So a couple things you can do here is one go actually ask some folks. You know have some one-on-one sessions saying, "Hey, I'd love to get better at running effective meetings. What feedback do you have for me?"

Figure out what could make meetings better than the next time and experiment with that. Another thing you can do is, let's say it's a meeting that's on a regular basis.

Do what we call a ritual reset here at Atlassian. If you go to our Team Playbook, you'll find the ritual reset play. It's a fantastic play that allows you to kind of take a meta view of your meetings.

And saying hey if I were to reexamine all these meetings, what would I keep because I think they're super valuable? What would I maybe change because I still need that but something needs to change? And ultimately what should I get rid of? Maybe that could be more of an email. What could be async here?

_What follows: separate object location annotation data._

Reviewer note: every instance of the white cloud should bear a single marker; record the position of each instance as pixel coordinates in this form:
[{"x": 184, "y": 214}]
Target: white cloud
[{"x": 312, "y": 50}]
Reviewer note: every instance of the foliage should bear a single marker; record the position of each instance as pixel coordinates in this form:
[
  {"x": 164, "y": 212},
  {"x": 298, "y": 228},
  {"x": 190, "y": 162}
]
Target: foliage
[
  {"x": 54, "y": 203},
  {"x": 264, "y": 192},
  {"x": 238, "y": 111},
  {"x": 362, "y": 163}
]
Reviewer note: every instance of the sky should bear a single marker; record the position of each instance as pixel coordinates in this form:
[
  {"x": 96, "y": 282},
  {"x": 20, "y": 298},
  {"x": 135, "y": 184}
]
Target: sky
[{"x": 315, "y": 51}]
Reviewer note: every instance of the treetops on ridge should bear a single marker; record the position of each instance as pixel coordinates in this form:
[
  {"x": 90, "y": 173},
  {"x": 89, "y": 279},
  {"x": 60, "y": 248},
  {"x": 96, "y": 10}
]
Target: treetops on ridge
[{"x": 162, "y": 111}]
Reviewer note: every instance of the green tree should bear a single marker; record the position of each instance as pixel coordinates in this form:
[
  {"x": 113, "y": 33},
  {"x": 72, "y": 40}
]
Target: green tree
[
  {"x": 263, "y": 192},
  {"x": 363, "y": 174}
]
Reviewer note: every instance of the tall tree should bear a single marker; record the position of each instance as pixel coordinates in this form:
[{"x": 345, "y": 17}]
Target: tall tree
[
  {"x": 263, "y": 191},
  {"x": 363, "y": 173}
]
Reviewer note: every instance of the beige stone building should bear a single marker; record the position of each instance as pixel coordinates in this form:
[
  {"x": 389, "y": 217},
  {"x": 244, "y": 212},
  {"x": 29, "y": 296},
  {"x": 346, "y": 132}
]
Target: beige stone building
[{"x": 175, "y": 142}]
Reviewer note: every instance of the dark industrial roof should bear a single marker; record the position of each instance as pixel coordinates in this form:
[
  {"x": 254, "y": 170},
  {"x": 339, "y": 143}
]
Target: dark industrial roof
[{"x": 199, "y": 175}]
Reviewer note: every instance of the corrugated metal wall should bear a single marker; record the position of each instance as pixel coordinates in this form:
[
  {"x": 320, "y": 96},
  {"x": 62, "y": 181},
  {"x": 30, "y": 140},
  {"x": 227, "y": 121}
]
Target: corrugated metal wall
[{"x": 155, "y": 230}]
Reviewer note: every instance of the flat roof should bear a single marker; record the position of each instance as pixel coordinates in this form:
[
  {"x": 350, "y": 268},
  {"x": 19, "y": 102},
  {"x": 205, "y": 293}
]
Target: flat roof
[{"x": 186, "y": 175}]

Actually a great story for you here is I have a customer I've been working with in telecom that actually found themselves in need of kind of fixing up some of their meetings.

What ended up happening is they said you know, what? We'd love to try this ritual reset play out. And so they actually went and spent about an hour, which is all the time it takes running through that play.

And the next day I actually got an email from that team that says, "Hey, I just want to say running this play kind of changed our perspective on how we meet. It allowed us to really take a look and say is this meeting worthwhile or should we change it up? Should we remove it?"

And from there, they were able to kind of really change how they work together all of a sudden now, they've introduced some new ways of working. They've opened up their minds saying we can collaborate differently.

So explore things like our ritual reset because it's incredibly powerful to actually look and say, "Hey, is this the best use of our time?" And maybe it is, let's get a little bit better at it.